Atop Tait's desk is a mounted baseball. “I look at my job, and I think of myself as standing on the pitcher's mound at Angel Stadium, ironically,” Tait says. “I think of that image of all those people who are looking to me to look out for their best interest, even though they don't know me. Most of them don't know my name, but they know there's a mayor there who is supposed to be doing that.”

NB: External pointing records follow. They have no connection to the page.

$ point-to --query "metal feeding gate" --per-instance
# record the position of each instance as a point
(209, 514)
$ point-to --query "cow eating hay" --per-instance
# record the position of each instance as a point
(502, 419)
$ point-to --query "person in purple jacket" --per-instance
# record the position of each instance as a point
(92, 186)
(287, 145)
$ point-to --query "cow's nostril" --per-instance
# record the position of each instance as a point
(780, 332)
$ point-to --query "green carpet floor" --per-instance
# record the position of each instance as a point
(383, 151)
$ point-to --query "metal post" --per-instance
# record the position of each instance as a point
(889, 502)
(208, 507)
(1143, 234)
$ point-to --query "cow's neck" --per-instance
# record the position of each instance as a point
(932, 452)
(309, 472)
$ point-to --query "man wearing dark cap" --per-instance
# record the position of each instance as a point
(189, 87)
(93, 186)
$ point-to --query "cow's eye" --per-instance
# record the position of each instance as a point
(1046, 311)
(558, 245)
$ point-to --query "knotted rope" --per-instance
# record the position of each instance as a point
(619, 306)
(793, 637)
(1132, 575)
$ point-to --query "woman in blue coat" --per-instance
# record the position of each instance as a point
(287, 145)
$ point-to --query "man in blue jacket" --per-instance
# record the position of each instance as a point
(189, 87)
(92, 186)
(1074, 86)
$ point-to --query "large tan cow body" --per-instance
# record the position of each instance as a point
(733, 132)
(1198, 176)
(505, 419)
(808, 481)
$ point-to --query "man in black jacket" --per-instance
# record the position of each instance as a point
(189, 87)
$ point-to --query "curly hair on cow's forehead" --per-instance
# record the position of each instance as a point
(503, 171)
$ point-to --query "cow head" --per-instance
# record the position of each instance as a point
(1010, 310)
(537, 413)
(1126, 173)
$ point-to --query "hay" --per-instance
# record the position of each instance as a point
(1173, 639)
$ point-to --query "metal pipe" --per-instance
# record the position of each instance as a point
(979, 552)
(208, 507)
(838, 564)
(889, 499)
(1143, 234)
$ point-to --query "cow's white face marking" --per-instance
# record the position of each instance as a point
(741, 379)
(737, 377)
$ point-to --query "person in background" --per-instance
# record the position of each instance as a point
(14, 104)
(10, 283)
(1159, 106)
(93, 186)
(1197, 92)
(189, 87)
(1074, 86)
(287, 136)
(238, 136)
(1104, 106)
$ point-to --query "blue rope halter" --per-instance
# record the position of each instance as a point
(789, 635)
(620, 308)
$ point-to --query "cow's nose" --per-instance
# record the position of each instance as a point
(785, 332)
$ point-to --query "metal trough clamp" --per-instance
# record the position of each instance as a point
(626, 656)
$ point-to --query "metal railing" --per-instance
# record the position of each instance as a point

Tait knows he can't count on the same powerful backers who helped him get elected in 2010 this time around. But the mayor doesn't think it hurts his chances–in fact, he's counting on it. He already scored a victory by successfully fending off a ballot measure that would've reduced an Anaheim mayoral term from four years to two. The OC GOP officially endorsed Tait last month, with Baugh blasting Kring and councilwoman Kris Murray in previous meetings for messing with him. Tait is endorsing Republicans James Vanderbilt and Doug Pettibone in their runs for City Council seats against Murray and fellow Republican Gail Eastman; if elected, Tait would finally have the majority that has escaped him during Anaheim's most trying times.

“I have a much stronger base than I did four years ago,” he argues, as the sun begins to set. “It's directly with the people. . . . Hopefully, people will say I stood up for people's rights and did what I thought was right, regardless of politics.”

The vote this November will prove him either right or wrong.